There are also songs that express this sentiment: “You’re all I want, you’re all I need, you’re everything.” I don’t believe that this statement is true, and I’m not convinced that it should be. Does God want us to seek him above all things? Yes. “Seek ye first the kingdom of God and it’s righteousness,” Christ says in Matthew 6:33. But he finishes the statement with a promise: “And all these things will be added unto you.” Should I feel guilty singing this song when I know that I also want to get married some day, that I want to be an artist, or eat a sandwich for lunch that afternoon? Did God not put these desires in me? I do not believe that these songs are true and I will not sing them.

It is also a lie to suggest in a worship song that God is “entering,” “coming down” or being invited in. It perpetuates a frame of mind that says God isn’t already present in every space, every moment. I go through my life seeing God in the blue light on the snow against the orange light of my apartment, in the qualities I love in my friends, in the tirades of a man not willing to tolerate heresy wherever he finds it, be it the largest church in America.

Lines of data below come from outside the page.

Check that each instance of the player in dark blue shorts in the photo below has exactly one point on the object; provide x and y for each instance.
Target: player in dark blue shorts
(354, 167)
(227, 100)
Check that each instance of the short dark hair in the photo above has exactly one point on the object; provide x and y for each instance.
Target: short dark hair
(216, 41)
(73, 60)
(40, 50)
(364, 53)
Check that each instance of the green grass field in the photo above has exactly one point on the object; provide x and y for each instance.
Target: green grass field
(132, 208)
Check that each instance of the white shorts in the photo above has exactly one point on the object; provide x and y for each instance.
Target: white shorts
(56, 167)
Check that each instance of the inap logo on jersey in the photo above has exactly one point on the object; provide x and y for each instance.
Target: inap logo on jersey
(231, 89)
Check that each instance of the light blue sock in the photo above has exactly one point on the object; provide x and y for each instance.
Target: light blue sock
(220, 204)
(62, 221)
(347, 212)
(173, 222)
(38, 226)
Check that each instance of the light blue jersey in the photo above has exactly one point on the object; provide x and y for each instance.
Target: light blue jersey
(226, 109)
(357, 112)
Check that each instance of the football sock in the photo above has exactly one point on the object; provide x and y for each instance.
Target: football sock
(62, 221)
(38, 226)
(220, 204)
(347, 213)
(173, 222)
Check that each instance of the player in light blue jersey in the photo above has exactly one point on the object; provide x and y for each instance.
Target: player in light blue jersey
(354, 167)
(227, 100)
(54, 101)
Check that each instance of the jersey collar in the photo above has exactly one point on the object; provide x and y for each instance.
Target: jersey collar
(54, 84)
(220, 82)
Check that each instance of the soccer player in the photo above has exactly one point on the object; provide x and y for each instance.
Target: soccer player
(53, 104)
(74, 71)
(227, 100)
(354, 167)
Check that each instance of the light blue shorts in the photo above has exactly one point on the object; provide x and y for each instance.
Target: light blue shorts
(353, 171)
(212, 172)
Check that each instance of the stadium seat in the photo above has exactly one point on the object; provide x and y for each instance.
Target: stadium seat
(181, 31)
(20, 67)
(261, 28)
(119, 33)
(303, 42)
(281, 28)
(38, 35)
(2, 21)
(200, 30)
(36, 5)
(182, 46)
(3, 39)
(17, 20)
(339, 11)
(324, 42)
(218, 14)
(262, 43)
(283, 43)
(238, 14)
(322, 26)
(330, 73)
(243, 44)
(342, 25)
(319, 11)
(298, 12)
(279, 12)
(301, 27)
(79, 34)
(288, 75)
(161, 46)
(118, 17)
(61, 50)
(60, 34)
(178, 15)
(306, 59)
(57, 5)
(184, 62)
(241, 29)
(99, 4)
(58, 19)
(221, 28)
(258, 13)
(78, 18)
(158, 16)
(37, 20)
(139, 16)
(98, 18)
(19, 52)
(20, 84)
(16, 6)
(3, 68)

A final lie I would like to address is the phraseology we use when we discuss our prayer life. I have never heard God’s voice. I find it a very unusual experience for someone to hear an audible voice in response to his or her prayers. Why do we use that phrase? Why do we fall back on descriptions of religious experience that do not describe reality? In his lecture, Hauerwas described the discrepancy between our expectations of pre-med students and seminary students:

"Someone who comes to seminary today is usually someone that has already failed in another line of work before they get there and they say something like, 'Gee, I’m just not really into Christology this year, I’m really into relating' and we say 'Right, go take some more CPE, you know, wounded healer, blah blah blah blah blah.' A kid can go to medical school and say, 'Gee, I’m just not really interested in anatomy this year, I’m really interested relating, I’d like to take some more psychiatry' and they say, 'Well who in the hell are you, kid? We’re not interested in what you’re interested in. Take anatomy or ship out.' Now that’s real moral education. What accounts for the fact that medical education is so much more serious than theological education today is very simple. No one believes that an inadequately trained priest may damage their salvation, but people do believe that an inadequately trained doctor can hurt them."

Our insistence on using clichणs that speak lies about our experience of God is damaging to our salvation. I personally spent nearly a year refusing to pray because I was tired of not being “answered.” I think my communion with God was more genuine and important during this time than it had ever been before. We are weakening each other’s faith by speaking these lies. I now remember times in my life when I realized truth, or was able to communicate truth to someone who needed to hear it, and my dim understanding cannot be credited with these insights. That is the true nature of my relationship with God.

Suppose a seminar titled "How to Hear God's Voice" were to come to Calvin. If I refuse to censor ads that would further spread this thoughtless lie, I would be partially responsible for the damage it would cause. If I participate in prayers and songs that demand that I lie about my relationship with God, I share responsibility in the disillusionment it causes my peers. And I am guilty of betraying the faithfulness of God, by causing people to expect him to behave in the ways we would prefer, rather than according to his own divine wisdom. I would then be a heretic.